La musica e i sogni

DI PAOLO MASSIMO ROSSI

Nel corso di un concerto ci fu chi guardò un signor pianista seduto a un pianoforte e che un foglio programmato lasciava intravedere ad adoratrici in maschera, allacciate a una melodia cantante e a vecchi amanti.

Le dita della destra in do, mib, sol del musico in minore apparivano come artigli fissi, mentre le altre della sinistra restavano a mezz’aria, pronte a battere sui tasti con la rivolta in settima, dominio del sol: armonie sgocciolanti su auscultati accordi.
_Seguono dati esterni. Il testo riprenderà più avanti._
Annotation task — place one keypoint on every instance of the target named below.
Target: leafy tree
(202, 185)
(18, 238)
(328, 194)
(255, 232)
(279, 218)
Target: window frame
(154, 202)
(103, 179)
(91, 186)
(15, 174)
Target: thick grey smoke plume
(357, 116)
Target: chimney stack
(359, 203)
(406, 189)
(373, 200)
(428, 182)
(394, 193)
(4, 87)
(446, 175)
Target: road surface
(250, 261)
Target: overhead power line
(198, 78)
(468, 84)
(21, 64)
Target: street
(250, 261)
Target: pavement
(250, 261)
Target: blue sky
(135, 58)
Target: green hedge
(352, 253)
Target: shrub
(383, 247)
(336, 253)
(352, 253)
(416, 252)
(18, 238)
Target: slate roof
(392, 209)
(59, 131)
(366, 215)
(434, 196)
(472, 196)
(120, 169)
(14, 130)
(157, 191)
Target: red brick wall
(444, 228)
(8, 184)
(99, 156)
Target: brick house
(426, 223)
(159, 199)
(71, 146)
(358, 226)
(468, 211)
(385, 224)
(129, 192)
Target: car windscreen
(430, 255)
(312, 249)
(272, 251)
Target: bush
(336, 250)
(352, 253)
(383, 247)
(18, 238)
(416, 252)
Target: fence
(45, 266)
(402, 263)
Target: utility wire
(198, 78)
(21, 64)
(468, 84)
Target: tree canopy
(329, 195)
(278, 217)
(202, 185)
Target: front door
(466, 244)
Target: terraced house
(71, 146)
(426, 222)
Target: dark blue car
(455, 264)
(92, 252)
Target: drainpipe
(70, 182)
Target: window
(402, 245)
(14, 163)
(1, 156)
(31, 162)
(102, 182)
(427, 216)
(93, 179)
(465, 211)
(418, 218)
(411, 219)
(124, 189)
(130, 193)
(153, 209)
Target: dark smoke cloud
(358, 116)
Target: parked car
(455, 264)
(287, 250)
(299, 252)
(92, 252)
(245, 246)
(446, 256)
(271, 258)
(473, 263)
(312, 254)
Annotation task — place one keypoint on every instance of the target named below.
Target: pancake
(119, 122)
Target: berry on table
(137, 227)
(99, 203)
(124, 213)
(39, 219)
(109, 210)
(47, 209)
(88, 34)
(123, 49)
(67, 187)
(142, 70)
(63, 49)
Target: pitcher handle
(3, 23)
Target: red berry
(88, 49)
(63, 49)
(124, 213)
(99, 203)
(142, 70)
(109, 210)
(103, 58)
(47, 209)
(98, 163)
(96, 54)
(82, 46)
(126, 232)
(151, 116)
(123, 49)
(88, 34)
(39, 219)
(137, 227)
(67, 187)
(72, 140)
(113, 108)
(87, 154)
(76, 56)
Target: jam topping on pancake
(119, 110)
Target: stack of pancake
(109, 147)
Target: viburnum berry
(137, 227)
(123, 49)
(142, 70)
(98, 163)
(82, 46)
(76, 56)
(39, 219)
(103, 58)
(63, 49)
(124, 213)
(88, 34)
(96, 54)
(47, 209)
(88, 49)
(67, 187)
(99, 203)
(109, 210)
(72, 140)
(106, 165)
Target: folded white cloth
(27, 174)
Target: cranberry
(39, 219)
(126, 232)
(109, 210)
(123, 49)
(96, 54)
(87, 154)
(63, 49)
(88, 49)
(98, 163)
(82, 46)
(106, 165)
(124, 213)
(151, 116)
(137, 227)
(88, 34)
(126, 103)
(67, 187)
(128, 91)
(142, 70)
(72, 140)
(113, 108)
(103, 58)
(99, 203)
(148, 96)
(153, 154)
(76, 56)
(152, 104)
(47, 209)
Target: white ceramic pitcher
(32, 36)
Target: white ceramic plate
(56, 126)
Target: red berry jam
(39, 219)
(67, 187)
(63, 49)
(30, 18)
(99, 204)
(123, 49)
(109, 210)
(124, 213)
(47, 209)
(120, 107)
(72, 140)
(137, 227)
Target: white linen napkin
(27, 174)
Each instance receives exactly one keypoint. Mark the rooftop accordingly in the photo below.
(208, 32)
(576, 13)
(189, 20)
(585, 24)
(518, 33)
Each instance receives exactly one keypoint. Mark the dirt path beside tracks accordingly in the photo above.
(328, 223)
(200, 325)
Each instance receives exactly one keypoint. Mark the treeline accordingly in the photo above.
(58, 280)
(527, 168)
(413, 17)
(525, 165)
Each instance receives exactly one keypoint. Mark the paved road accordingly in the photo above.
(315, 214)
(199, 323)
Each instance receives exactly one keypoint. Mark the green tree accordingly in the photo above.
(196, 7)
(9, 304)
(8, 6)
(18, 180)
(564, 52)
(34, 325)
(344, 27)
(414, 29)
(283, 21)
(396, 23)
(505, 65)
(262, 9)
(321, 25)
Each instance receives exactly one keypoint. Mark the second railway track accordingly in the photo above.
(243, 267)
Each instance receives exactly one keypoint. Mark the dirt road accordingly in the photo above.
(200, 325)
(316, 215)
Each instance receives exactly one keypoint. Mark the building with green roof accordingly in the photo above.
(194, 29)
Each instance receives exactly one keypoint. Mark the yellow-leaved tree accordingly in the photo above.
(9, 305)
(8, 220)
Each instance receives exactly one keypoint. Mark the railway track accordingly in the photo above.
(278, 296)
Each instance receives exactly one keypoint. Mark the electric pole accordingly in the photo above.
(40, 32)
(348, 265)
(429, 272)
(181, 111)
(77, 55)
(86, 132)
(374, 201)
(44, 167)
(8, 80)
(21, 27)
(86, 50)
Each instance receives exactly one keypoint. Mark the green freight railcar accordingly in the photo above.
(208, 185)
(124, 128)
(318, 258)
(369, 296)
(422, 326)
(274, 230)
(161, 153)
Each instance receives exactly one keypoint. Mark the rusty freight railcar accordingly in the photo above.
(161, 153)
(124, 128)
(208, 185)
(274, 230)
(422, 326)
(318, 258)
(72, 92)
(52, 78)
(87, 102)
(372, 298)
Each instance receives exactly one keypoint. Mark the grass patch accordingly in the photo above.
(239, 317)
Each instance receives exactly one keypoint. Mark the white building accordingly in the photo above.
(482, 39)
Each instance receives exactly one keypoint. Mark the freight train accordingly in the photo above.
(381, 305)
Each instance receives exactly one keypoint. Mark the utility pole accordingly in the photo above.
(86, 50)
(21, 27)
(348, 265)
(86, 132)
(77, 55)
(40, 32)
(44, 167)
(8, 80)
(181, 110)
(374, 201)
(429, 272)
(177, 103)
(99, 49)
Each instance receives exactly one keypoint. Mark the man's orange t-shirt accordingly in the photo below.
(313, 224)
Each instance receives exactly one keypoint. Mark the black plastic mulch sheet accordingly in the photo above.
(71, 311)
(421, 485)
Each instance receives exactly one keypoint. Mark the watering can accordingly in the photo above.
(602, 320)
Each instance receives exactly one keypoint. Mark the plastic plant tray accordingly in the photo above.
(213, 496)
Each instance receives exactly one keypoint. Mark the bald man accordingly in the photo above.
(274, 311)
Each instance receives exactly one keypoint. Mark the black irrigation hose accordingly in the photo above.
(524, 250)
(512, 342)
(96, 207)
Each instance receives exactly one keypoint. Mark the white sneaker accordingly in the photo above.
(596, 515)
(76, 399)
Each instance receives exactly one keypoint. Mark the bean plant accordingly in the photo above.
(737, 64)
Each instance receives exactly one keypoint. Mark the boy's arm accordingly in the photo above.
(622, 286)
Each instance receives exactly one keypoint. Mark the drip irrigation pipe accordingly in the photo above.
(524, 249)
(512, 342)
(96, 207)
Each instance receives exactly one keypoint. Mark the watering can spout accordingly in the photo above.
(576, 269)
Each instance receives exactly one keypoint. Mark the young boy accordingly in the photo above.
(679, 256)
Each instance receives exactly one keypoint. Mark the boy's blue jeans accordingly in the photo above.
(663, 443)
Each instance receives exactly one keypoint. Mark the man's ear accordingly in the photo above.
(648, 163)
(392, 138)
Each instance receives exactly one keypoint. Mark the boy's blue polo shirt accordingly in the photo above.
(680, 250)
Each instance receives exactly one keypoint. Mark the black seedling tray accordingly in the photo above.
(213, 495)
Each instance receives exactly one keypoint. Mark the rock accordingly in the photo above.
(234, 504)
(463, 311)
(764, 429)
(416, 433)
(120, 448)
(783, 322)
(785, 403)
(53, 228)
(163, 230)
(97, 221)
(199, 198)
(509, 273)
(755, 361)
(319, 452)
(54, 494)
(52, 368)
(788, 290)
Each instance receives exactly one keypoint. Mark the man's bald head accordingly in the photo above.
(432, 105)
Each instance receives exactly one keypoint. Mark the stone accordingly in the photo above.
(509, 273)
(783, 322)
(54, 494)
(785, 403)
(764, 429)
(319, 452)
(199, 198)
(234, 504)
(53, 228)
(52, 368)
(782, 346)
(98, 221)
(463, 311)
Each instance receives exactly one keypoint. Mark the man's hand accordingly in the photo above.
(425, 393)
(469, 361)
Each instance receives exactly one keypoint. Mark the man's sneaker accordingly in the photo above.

Il silenzio garantiva languide assonanze. Ma la musica non esisterebbe senza il silenzio: questo qual liquido amniotico nel quale immergersi beati. Fuoriuscendo dal monadicante che salva e protegge, il silenzio biscromato del tempo rendeva la musica quaterdimensionale.

Trimore nell’anima non trovò accoglienza. Mancava di pathos e pianto.
Tempo fu carceriere, custode e guardiano. Ma “quale tempo?” fu la domanda.

La risposta di un filosofo alla moda: “Quello vero precede il quotidiano soffrire e lo segue scuotendo i rimpianti, mentre l’attualità si regge e prospera tra alloristi e invecisti, ignari che il pianista era in realtà una pianista.”
Che età aveva l’appassionato uditore? Forse già era vecchio.

Ma ai vecchi non si rimprovera, o si ignora, la voglia di ascoltare oppure no.
Certo, c’era chi sapeva che i silenzi, come anche quel che si andava contando nel contesto, non erano fatti per piacere. Per questo, per lui, non era ingiusto un rinvio, pur senza debordare nella morte nell’anima.

Gli sarebbe rimasto solo il sospetto che con la vecchiezza futura – e anche passata – avrebbe avuto difficoltà ad avere l’età della ragione.